Preparing for HITRUST is no easy task. There are hundreds of man-hours required, evidence to collect and submit, and external assessors to vet.
HITRUST is daunting, but it’s doable. With the right team and support, the HITRUST process can be a smooth-sailing, successful experience for all involved.
Below are five tips that will help you prepare for HITRUST certification.
1. Educate and communicate.
When seeking a HITRUST certification, everyone should be made aware–and we mean everyone. Employees, stakeholders, assessors and HITRUST. You’ll definitely need buy-in from executives, but everyone should understand their role in the process.
Even employees that don’t have a direct impact or relationship with a HITRUST audit should understand that the company is undergoing the process of revamping and improving its security programs.
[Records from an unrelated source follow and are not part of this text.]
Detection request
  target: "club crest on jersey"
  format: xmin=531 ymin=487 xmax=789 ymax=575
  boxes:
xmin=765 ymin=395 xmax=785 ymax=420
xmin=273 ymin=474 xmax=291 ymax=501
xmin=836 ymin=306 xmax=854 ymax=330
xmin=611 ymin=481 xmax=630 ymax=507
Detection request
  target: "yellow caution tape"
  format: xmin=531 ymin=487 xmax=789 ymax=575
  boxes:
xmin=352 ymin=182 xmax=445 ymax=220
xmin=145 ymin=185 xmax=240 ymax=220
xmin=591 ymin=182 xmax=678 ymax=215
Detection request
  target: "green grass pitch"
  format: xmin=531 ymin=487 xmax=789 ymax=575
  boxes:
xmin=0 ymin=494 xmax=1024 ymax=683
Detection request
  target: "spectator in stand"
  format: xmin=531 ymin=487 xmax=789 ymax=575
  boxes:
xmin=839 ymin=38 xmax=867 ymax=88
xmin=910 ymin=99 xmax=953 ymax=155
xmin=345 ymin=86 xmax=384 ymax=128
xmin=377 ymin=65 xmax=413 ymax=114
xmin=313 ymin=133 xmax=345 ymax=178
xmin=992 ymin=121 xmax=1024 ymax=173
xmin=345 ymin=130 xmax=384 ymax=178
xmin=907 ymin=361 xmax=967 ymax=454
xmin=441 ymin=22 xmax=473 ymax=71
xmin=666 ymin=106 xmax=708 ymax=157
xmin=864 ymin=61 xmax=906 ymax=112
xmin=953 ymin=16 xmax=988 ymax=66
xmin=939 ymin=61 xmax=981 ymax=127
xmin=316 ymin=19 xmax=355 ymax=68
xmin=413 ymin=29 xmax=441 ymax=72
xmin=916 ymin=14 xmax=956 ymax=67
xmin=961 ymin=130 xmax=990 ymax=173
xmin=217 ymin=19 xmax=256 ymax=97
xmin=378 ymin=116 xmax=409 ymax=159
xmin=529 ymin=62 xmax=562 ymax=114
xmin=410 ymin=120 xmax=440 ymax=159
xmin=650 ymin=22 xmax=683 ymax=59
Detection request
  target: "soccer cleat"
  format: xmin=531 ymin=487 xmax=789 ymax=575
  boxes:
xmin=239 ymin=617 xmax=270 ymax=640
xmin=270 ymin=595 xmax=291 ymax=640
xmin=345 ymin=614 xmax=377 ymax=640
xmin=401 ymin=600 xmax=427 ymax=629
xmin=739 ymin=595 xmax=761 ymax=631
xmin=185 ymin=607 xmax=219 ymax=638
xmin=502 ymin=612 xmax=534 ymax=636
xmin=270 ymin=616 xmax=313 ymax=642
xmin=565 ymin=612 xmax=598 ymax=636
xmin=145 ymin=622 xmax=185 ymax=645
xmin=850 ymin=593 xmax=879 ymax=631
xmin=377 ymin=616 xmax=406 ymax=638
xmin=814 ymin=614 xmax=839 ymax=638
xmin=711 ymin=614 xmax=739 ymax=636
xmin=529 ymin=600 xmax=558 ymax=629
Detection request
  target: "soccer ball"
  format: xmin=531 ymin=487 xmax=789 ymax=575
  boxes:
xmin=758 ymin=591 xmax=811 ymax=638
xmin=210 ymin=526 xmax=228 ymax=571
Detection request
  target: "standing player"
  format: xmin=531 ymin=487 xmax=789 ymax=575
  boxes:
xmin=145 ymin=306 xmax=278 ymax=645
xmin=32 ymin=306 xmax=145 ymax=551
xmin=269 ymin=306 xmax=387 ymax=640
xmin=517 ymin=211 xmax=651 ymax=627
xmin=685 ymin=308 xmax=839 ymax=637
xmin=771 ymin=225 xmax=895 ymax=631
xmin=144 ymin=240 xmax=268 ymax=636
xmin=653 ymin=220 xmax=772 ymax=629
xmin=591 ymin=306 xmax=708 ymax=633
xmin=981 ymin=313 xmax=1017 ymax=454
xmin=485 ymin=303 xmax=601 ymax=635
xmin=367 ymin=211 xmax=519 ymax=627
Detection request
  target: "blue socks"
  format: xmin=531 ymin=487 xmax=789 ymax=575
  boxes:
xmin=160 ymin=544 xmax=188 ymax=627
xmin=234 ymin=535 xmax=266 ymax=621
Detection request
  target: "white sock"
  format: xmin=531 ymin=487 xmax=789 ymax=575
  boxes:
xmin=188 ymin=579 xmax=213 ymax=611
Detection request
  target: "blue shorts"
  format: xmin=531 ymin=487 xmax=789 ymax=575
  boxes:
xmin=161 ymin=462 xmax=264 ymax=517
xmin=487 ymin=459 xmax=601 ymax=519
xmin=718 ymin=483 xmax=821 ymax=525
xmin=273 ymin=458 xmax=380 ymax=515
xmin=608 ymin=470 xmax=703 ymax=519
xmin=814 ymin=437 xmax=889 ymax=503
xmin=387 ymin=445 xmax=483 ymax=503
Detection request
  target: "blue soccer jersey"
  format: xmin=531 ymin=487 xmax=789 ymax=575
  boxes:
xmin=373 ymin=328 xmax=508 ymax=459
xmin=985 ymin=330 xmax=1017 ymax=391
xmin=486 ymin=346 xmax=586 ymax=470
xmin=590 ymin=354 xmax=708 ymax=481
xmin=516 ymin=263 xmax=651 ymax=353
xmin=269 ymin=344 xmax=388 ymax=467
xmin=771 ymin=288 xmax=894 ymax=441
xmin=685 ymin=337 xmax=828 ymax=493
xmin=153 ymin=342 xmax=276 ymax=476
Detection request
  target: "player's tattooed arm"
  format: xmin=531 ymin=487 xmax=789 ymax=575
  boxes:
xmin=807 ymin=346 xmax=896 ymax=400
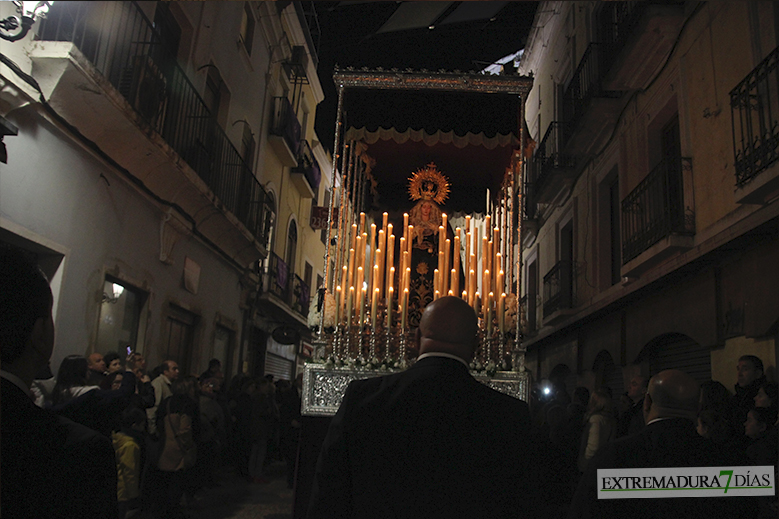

It will likely impact them at some point as the organization improves its policies and procedures, thus directly impacting how people perform their jobs.
2. Budget time and resources among your team.
In the previous section we reviewed the indirect HITRUST costs. Be sure to allocate time to your team, especially your IT team. They will be taking on the majority of the HITRUST workload. Your security, operations and IT departments will be the ones doing the heavy lifting, so don’t neglect to include them from the onset and budget the necessary time and resources to them. Many auditors recommend working with experienced HITRUST consultants as well as hiring at least one full time person to support the HITRUST assessment.
3. Have your security evidence and documentation ready.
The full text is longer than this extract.